Re: Restricting maximum keep segments by repslots

From: Michael Paquier <michael(dot)paquier(at)gmail(dot)com>
To: Kyotaro HORIGUCHI <horiguchi(dot)kyotaro(at)lab(dot)ntt(dot)co(dot)jp>
Cc: PostgreSQL mailing lists <pgsql-hackers(at)postgresql(dot)org>
Subject: Re: Restricting maximum keep segments by repslots
Date: 2017-02-28 03:42:32
Message-ID: CAB7nPqQm0QetoShggQnn4bLFd9oXKKHG7RafBP3Krno62=ORww@mail.gmail.com
Views: Raw Message | Whole Thread | Download mbox | Resend email
Thread:
Lists: pgsql-hackers

On Tue, Feb 28, 2017 at 12:27 PM, Kyotaro HORIGUCHI
<horiguchi(dot)kyotaro(at)lab(dot)ntt(dot)co(dot)jp> wrote:
> Although replication slot is helpful to avoid unwanted WAL
> deletion, on the other hand it can cause a disastrous situation
> by keeping WAL segments without a limit.
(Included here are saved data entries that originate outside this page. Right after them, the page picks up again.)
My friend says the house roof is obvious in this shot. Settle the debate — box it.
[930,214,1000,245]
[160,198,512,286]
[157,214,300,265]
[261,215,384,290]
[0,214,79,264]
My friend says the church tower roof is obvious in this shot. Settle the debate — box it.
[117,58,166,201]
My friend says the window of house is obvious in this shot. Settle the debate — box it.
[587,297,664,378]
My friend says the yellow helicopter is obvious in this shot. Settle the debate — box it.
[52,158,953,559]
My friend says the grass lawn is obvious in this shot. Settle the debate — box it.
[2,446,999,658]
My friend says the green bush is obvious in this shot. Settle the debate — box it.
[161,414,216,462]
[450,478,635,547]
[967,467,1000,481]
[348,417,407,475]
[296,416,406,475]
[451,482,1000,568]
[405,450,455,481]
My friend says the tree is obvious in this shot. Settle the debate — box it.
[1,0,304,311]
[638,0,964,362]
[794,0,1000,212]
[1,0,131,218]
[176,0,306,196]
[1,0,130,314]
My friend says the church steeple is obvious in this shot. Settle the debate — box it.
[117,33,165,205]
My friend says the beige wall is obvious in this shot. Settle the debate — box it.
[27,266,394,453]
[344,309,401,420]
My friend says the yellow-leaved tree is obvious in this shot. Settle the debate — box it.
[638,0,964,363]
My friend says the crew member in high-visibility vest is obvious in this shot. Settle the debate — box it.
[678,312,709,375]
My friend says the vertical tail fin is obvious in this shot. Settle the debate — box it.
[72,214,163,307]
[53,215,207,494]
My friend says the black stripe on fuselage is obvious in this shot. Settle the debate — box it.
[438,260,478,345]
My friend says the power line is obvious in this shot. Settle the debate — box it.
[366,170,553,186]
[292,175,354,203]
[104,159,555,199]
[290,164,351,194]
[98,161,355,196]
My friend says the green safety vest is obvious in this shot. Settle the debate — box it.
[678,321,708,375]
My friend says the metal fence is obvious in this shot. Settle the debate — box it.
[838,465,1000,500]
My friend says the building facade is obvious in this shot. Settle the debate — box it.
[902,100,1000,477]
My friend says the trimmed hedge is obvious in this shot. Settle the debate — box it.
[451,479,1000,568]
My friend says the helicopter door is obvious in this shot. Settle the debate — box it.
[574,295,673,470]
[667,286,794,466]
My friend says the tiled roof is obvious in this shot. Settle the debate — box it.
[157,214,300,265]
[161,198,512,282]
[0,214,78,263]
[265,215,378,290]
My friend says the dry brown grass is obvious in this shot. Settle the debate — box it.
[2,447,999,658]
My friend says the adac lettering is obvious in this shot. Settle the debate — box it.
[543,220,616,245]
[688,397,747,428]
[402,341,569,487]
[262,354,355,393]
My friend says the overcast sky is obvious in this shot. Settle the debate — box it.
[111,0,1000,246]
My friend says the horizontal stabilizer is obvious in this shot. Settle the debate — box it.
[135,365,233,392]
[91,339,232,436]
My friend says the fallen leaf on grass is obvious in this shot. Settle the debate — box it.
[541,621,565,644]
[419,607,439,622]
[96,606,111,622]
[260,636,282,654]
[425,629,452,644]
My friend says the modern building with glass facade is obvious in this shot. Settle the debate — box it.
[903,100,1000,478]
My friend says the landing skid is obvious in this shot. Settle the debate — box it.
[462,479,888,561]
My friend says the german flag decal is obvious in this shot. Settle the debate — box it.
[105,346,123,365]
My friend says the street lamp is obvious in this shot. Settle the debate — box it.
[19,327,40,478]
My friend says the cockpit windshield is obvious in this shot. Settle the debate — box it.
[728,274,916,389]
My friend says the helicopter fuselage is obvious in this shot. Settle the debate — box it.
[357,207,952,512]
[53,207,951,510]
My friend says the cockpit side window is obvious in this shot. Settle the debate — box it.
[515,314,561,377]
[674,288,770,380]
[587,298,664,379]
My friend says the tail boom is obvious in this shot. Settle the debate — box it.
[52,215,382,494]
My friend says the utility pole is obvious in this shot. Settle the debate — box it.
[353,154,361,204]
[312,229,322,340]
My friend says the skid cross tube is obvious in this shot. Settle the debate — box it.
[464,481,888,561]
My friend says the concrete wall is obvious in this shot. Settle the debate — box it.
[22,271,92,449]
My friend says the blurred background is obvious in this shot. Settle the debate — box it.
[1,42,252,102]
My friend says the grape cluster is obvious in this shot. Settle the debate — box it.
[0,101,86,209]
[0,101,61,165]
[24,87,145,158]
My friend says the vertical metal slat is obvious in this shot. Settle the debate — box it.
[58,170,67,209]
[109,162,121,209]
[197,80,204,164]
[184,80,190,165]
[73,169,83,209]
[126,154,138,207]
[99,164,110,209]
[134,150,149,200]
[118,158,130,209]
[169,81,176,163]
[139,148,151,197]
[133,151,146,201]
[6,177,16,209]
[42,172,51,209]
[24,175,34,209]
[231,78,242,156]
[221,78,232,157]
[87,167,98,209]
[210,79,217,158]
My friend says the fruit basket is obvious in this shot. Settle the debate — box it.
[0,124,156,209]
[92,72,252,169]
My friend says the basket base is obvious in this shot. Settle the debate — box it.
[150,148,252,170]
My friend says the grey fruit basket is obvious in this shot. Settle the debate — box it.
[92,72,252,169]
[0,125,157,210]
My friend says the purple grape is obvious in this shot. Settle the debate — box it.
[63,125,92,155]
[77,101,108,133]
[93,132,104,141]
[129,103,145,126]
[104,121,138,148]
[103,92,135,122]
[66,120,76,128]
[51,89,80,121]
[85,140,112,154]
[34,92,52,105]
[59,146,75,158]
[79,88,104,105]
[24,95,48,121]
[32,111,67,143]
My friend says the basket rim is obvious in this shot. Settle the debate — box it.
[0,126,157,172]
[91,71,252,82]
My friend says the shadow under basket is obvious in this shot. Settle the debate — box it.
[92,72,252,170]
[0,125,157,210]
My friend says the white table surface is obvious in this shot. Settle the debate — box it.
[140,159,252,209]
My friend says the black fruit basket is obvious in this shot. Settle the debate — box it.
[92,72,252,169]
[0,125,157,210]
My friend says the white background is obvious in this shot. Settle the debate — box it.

Removing the causal
> repslot will save this situation but it is not doable if the
> standby is active. We should do a rather complex and forcible
> steps to relieve the situation especially in an automatic
> manner. (As for me, specifically in an HA cluster.)
>
> This patch adds a GUC to put a limit to the number of segments
> that replication slots can keep. Hitting the limit during
> checkpoint shows a warining and the segments older than the limit
> are removed.
>
>> WARNING: restart LSN of replication slots is ignored by checkpoint
>> DETAIL: Some replication slots lose required WAL segnents to continue.
>
> Another measure would be automatic deletion or inactivation of
> the culprit slot but it seems too complex for the problem.
>
>
> As we have already postponed some patches by the triage for the
> last commit fest, this might should be postponed to PG11.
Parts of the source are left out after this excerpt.